Acercándoseme, me dijo que, valiéndose de la virtud mágica de que estaba dotado, había producido aquella hermosa música para mantenerme despierta, y ahora venía, sin que fuesen obstáculo las cerraduras, a ofrecerme su corazón y su mano.
“Pero mi repugnancia por sus artes diabólicas era tan grande que ni me digné contestarle. Permaneció él un rato inmóvil, de pie, sin duda esperando una respuesta favorable; pero, al ver que yo persistía en mi silencio, me declaró, airado, que hallaría el medio de vengarse y castigar mi soberbia, después de lo cual volvió a salir de la estancia.
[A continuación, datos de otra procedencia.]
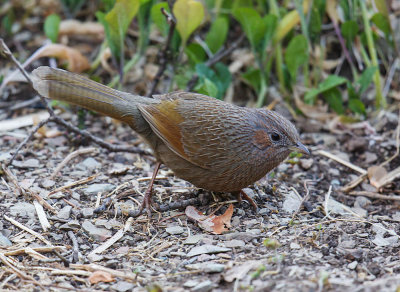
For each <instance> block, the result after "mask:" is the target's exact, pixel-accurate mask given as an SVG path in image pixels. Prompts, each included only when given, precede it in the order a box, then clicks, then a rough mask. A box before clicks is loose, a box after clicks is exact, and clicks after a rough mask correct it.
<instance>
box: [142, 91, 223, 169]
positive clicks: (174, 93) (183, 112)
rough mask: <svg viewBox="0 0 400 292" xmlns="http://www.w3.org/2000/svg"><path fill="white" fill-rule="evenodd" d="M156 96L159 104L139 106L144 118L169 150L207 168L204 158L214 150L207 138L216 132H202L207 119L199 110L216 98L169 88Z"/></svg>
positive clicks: (209, 165) (203, 129) (203, 114)
mask: <svg viewBox="0 0 400 292" xmlns="http://www.w3.org/2000/svg"><path fill="white" fill-rule="evenodd" d="M156 98H158V97H156ZM159 99H160V100H161V102H160V103H159V104H151V105H140V106H139V110H140V112H141V113H142V115H143V117H144V119H145V120H146V121H147V122H148V123H149V124H150V126H151V128H152V130H153V131H154V133H155V134H156V135H157V136H158V137H159V138H160V139H161V140H162V141H163V142H164V143H165V144H166V145H167V146H168V147H169V148H170V149H171V150H172V151H173V152H175V153H176V154H177V155H179V156H180V157H182V158H184V159H185V160H187V161H189V162H191V163H193V164H195V165H197V166H200V167H202V168H205V169H209V168H210V165H208V164H207V159H205V158H210V159H212V157H210V156H212V155H213V153H214V154H215V151H213V147H212V145H210V141H209V139H213V137H212V136H213V135H216V133H214V131H207V133H204V129H205V127H207V125H206V124H210V121H211V119H209V118H208V117H206V116H205V114H204V112H203V111H205V110H206V108H205V107H206V106H207V105H210V104H212V105H214V104H215V103H217V104H219V103H220V102H219V101H216V100H215V99H213V98H211V97H208V96H205V95H201V94H195V93H187V92H173V93H169V94H167V95H164V96H162V98H159ZM211 123H212V121H211ZM208 161H209V160H208Z"/></svg>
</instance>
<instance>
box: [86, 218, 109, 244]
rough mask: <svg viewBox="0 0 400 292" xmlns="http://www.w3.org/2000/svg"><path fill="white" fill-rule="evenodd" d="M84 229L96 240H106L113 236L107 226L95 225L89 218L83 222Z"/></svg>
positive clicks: (97, 240)
mask: <svg viewBox="0 0 400 292" xmlns="http://www.w3.org/2000/svg"><path fill="white" fill-rule="evenodd" d="M82 229H83V230H84V231H85V232H86V233H87V234H88V235H89V236H90V237H91V238H93V239H94V240H96V241H105V240H107V239H108V238H110V237H111V235H112V234H111V231H109V230H107V229H105V228H99V227H96V226H95V225H93V224H92V223H91V222H90V221H89V220H85V221H84V222H83V224H82Z"/></svg>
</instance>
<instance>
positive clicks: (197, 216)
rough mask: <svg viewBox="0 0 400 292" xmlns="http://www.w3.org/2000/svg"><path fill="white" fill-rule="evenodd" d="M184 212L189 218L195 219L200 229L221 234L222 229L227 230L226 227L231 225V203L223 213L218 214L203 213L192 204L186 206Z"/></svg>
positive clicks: (230, 226) (222, 231)
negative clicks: (223, 213) (184, 212)
mask: <svg viewBox="0 0 400 292" xmlns="http://www.w3.org/2000/svg"><path fill="white" fill-rule="evenodd" d="M185 214H186V216H188V217H189V218H190V219H193V220H195V221H196V222H197V223H198V224H199V226H200V227H201V228H202V229H204V230H206V231H208V232H211V233H214V234H222V233H223V232H224V231H228V228H229V227H231V218H232V214H233V205H232V204H230V205H229V207H228V209H226V211H225V213H224V214H222V215H220V216H216V215H211V216H206V215H203V214H202V213H201V212H200V211H198V210H197V209H196V208H195V207H193V206H187V207H186V210H185Z"/></svg>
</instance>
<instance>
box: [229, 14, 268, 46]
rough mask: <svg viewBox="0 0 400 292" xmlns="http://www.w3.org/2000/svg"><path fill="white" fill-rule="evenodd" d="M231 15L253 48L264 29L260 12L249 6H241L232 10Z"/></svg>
mask: <svg viewBox="0 0 400 292" xmlns="http://www.w3.org/2000/svg"><path fill="white" fill-rule="evenodd" d="M233 16H234V17H235V18H236V20H237V21H238V22H239V23H240V25H241V26H242V29H243V31H244V33H245V34H246V36H247V38H248V39H249V41H250V44H251V46H252V47H253V49H254V50H255V49H256V48H257V45H258V44H259V42H260V41H261V39H262V37H263V33H264V31H265V27H264V23H263V21H262V19H261V16H260V14H258V12H257V11H256V10H255V9H253V8H250V7H242V8H238V9H235V10H234V11H233Z"/></svg>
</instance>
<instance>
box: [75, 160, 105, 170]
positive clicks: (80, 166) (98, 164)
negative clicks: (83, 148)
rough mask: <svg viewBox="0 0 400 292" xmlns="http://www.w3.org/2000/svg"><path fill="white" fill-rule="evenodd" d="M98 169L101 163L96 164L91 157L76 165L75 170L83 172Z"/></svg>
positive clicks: (82, 161)
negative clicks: (96, 168)
mask: <svg viewBox="0 0 400 292" xmlns="http://www.w3.org/2000/svg"><path fill="white" fill-rule="evenodd" d="M100 167H101V163H99V162H97V161H96V159H94V158H92V157H88V158H86V159H85V160H84V161H82V162H81V163H78V164H77V165H76V168H77V169H78V170H84V171H93V170H95V169H96V168H100Z"/></svg>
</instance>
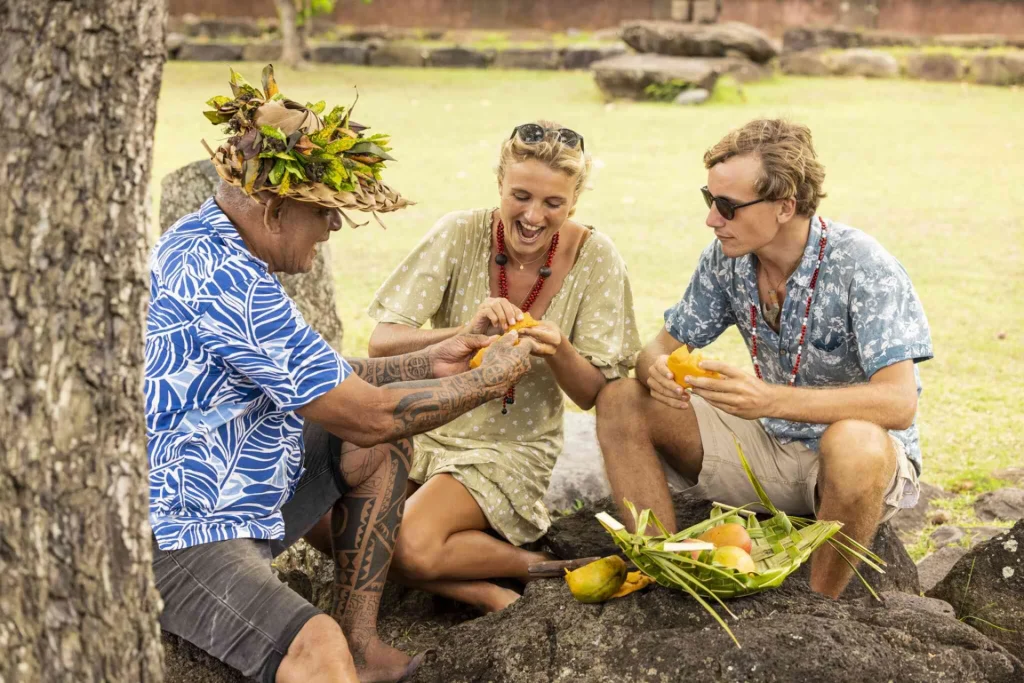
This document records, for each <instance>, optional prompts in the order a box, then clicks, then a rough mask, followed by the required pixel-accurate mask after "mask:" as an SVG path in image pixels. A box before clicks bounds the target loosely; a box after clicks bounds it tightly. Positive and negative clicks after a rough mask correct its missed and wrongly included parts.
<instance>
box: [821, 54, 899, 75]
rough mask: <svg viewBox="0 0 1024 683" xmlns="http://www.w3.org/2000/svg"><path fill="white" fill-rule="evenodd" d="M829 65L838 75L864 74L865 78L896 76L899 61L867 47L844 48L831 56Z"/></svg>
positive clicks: (898, 69) (830, 55) (887, 54)
mask: <svg viewBox="0 0 1024 683" xmlns="http://www.w3.org/2000/svg"><path fill="white" fill-rule="evenodd" d="M828 61H829V66H830V67H831V71H833V74H835V75H837V76H863V77H865V78H896V77H898V76H899V62H898V61H896V57H894V56H893V55H891V54H888V53H886V52H881V51H879V50H871V49H867V48H854V49H851V50H843V51H842V52H837V53H836V54H833V55H830V56H829V59H828Z"/></svg>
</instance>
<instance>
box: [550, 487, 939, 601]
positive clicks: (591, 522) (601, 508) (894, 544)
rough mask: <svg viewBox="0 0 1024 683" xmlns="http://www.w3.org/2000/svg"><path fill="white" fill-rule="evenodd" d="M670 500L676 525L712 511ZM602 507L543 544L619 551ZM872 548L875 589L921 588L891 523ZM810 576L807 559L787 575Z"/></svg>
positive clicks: (885, 528) (864, 574)
mask: <svg viewBox="0 0 1024 683" xmlns="http://www.w3.org/2000/svg"><path fill="white" fill-rule="evenodd" d="M673 503H674V504H675V508H676V519H677V520H678V522H679V528H686V527H687V526H691V525H693V524H696V523H698V522H700V521H703V520H705V519H707V518H708V515H709V514H710V513H711V503H710V502H708V501H700V500H697V499H694V498H691V497H689V496H687V495H686V494H675V495H674V496H673ZM601 511H605V512H608V513H610V514H612V515H617V512H616V511H615V510H614V506H613V505H612V504H611V499H610V498H607V499H604V500H602V501H599V502H597V503H596V504H592V505H587V506H585V507H584V508H583V509H582V510H580V511H578V512H575V513H574V514H572V515H569V516H567V517H563V518H560V519H556V520H555V521H554V523H552V525H551V528H550V529H548V535H547V536H546V537H545V538H544V540H543V541H544V544H545V545H546V547H547V548H548V550H550V551H551V552H552V553H554V554H555V555H557V556H558V557H561V558H574V557H591V556H598V555H600V556H604V555H612V554H615V553H617V552H618V549H617V547H616V546H615V544H614V542H613V541H612V540H611V537H610V536H609V535H608V532H607V531H605V530H604V527H603V526H601V525H600V524H599V523H598V522H597V520H595V519H594V515H595V514H597V513H598V512H601ZM871 551H872V552H873V553H874V554H877V555H878V556H879V557H881V558H882V559H883V560H884V561H885V562H886V565H887V566H886V573H884V574H879V573H877V572H876V571H873V570H871V569H869V568H866V567H861V573H862V574H863V575H864V578H865V579H866V580H867V582H868V583H869V584H870V585H871V587H872V588H873V589H874V591H876V592H877V593H882V592H884V591H896V592H902V593H910V594H916V593H920V592H921V586H920V584H919V581H918V569H916V566H915V565H914V563H913V560H911V559H910V556H909V555H908V554H907V552H906V549H905V548H904V547H903V544H902V543H901V542H900V540H899V538H898V537H897V536H896V532H895V531H894V530H893V529H892V527H891V526H890V525H889V524H888V523H887V524H883V525H882V527H881V528H880V529H879V533H878V536H877V537H876V539H874V543H873V544H872V545H871ZM809 577H810V564H809V563H807V564H805V565H804V566H802V567H800V568H799V569H797V571H795V572H794V573H793V574H792V575H791V577H790V579H787V580H786V582H788V581H790V580H791V579H793V580H799V581H807V579H808V578H809ZM865 595H868V593H867V591H866V589H865V588H864V586H863V585H862V584H861V583H860V581H859V580H858V579H856V578H854V579H853V581H851V582H850V586H849V587H848V588H847V590H846V592H845V593H844V594H843V597H844V598H859V597H863V596H865Z"/></svg>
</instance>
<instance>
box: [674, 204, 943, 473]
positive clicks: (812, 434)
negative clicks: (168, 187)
mask: <svg viewBox="0 0 1024 683" xmlns="http://www.w3.org/2000/svg"><path fill="white" fill-rule="evenodd" d="M828 225H829V228H828V243H827V247H826V248H825V254H824V260H823V261H822V263H821V271H820V273H819V274H818V283H817V287H816V288H815V291H814V299H813V302H812V304H811V314H810V319H809V321H808V324H807V340H806V342H805V344H804V350H803V359H802V360H801V361H800V372H799V374H798V375H797V382H796V384H797V386H811V387H830V386H834V387H838V386H849V385H851V384H859V383H863V382H867V380H868V378H870V377H871V375H873V374H874V373H876V372H878V371H879V370H881V369H883V368H886V367H888V366H892V365H894V364H897V362H900V361H901V360H913V361H914V362H915V364H916V362H920V361H922V360H927V359H929V358H931V357H932V356H933V352H932V339H931V334H930V333H929V329H928V319H927V318H926V317H925V311H924V309H923V308H922V306H921V300H920V299H918V294H916V293H915V292H914V291H913V286H912V285H911V284H910V278H909V276H908V275H907V273H906V271H905V270H904V269H903V266H902V265H900V263H899V261H897V260H896V259H895V258H894V257H893V256H892V255H891V254H889V252H887V251H886V250H885V249H884V248H883V247H882V245H880V244H879V243H878V242H877V241H876V240H874V239H873V238H871V237H869V236H867V234H865V233H864V232H861V231H860V230H858V229H855V228H853V227H850V226H848V225H843V224H841V223H837V222H833V221H828ZM820 239H821V228H820V219H819V218H817V217H815V218H814V219H812V220H811V230H810V236H809V238H808V241H807V247H806V248H805V249H804V257H803V260H802V261H801V262H800V265H799V266H798V267H797V270H796V272H794V273H793V275H792V276H791V278H790V280H788V284H787V285H786V294H785V300H784V301H783V302H782V312H781V315H780V318H779V319H780V325H781V327H780V328H779V330H780V334H777V333H776V332H775V331H774V330H772V329H771V328H770V327H768V325H767V324H766V323H765V321H764V316H763V315H762V314H761V311H760V303H759V300H758V284H757V261H756V257H755V256H754V255H753V254H748V255H745V256H741V257H739V258H729V257H727V256H725V254H723V253H722V247H721V243H719V242H718V240H716V241H715V242H714V243H713V244H712V245H711V246H709V247H708V248H707V249H705V251H703V253H702V254H701V255H700V260H699V262H698V263H697V268H696V271H695V272H694V273H693V278H692V279H691V280H690V284H689V286H688V287H687V288H686V293H685V294H684V295H683V298H682V300H681V301H680V302H679V303H677V304H676V305H675V306H673V307H672V308H670V309H669V310H667V311H666V312H665V329H666V330H667V331H668V332H669V334H671V335H672V336H673V337H674V338H675V339H677V340H678V341H680V342H683V343H684V344H690V345H692V346H694V347H697V348H700V347H703V346H707V345H709V344H711V343H712V342H713V341H715V340H716V339H718V337H719V335H721V334H722V333H723V332H724V331H725V330H726V329H727V328H728V327H729V326H730V325H735V326H736V327H737V328H738V329H739V333H740V335H742V337H743V341H744V342H746V347H748V349H750V348H751V331H752V328H751V305H752V304H755V305H758V316H757V317H758V359H759V361H760V364H761V373H762V375H763V376H764V379H765V381H766V382H771V383H773V384H785V383H787V382H788V381H790V376H791V373H792V371H793V364H794V362H796V359H797V358H796V356H797V347H798V345H799V343H800V329H801V321H802V318H803V314H804V309H805V307H806V305H807V295H808V294H809V292H810V282H811V275H812V274H813V273H814V267H815V265H816V264H817V260H818V251H819V245H818V243H819V241H820ZM913 373H914V380H915V381H916V383H918V393H919V395H920V393H921V375H920V373H919V372H918V368H916V367H914V369H913ZM761 423H762V424H763V425H764V428H765V430H766V431H768V432H769V433H770V434H772V435H773V436H775V438H777V439H778V440H779V442H781V443H788V442H791V441H795V440H799V441H804V442H806V444H807V445H808V447H811V449H813V450H815V451H816V450H817V449H818V440H819V439H820V438H821V434H822V433H823V432H824V430H825V427H826V426H827V425H820V424H808V423H804V422H790V421H787V420H779V419H775V418H764V419H762V420H761ZM892 434H893V436H895V437H896V438H898V439H899V440H900V441H902V443H903V445H904V446H905V449H906V455H907V458H909V460H910V462H912V463H913V465H914V467H915V468H916V470H918V472H919V473H920V472H921V441H920V438H919V435H918V425H916V420H915V421H914V424H912V425H911V426H910V428H909V429H904V430H902V431H893V432H892Z"/></svg>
“Pasé la noche agitadísima, sin poder conciliar el sueño hasta la madrugada. Al despertarme, corrí en busca de mi hermano para contarle lo sucedido; pero no lo encontré en su habitación. Su criado me dijo que, al apuntar el día, había salido de caza con el forastero.
“Agitada por sombríos presentimientos me vestí a toda prisa, mandé ensillar mi jaca y, seguida de un criado, me dirigí al galope hacia el bosque. El caballo de mi criado tropezó y se rompió una pata, por lo que el hombre no pudo acompañarme mientras yo proseguía mi ruta sin detenerme. A los pocos minutos, vi al forastero, que se dirigía hacia mí conduciendo un hermoso ciervo atado de una cuerda. Sintiendo en mí pecho una ira irrefrenable, saqué una pistola y la disparé contra el monstruo; pero la bala rebotó en su pecho y fue a herir la cabeza de mi jaca. Caí al suelo y el extranjero murmuró unas palabras que me dejaron sin sentido.
“Al volver en mí, me encontré en esta fosa subterránea, encerrada en este ataúd de cristal. Volvió a presentarse el brujo y me comunicó que mí hermano estaba transformado en ciervo; mi palacio reducido a miniatura con todas sus dependencias y recluido en esta arca de cristal, y mis gentes convertidas en humo y aprisionadas en frascos de vidrio. Si yo accedía a sus pretensiones, le sería facilísimo volverlo todo a su estado primitivo. No tenía más que abrir los frascos y las urnas y todo recobraría su condición y forma naturales. Yo no le respondí, como la vez anterior, y entonces él desapareció, dejándome en mi prisión, donde quedé sumida en profundo sueño. Entre las visiones que pasaron por mi alma hubo una, consoladora: la de un joven que venía a rescatarme. Y hoy, al abrir los ojos, te he visto, y así se ha trocado el sueño en realidad. Ayúdame ahora a efectuar las demás cosas que sucedieron en mi sueño: lo primero es colocar sobre aquella gran losa el arca de cristal que contiene mi palacio”.
No bien gravitó sobre la piedra el peso del arca, empezó a elevarse, arrastrando a la doncella y al mozo, y por la abertura del techo llegó a la superior, desde la cual les fue fácil salir al aire libre. Allí la muchacha abrió la tapa y fue maravilloso presenciar cómo se agrandaban rápidamente el palacio, las casas y las dependencias, hasta alcanzar sus dimensiones naturales. Volviendo luego a la bóveda subterránea, cargaron sobre la piedra los frascos llenos de esencias y vapores y, en cuanto la doncella los hubo destapado, salieron de ellos el humo azul, transformándose en personas vivientes, en quienes la condesa reconoció a sus criados y servidores. Y su alegría llegó al colmo cuando el hermano que, siendo ciervo había dado muerte al brujo en figura de toro, se les presentó viniendo del bosque.
Aquel mismo día la doncella, cumpliendo su promesa, dio al venturoso sastre su mano ante el altar.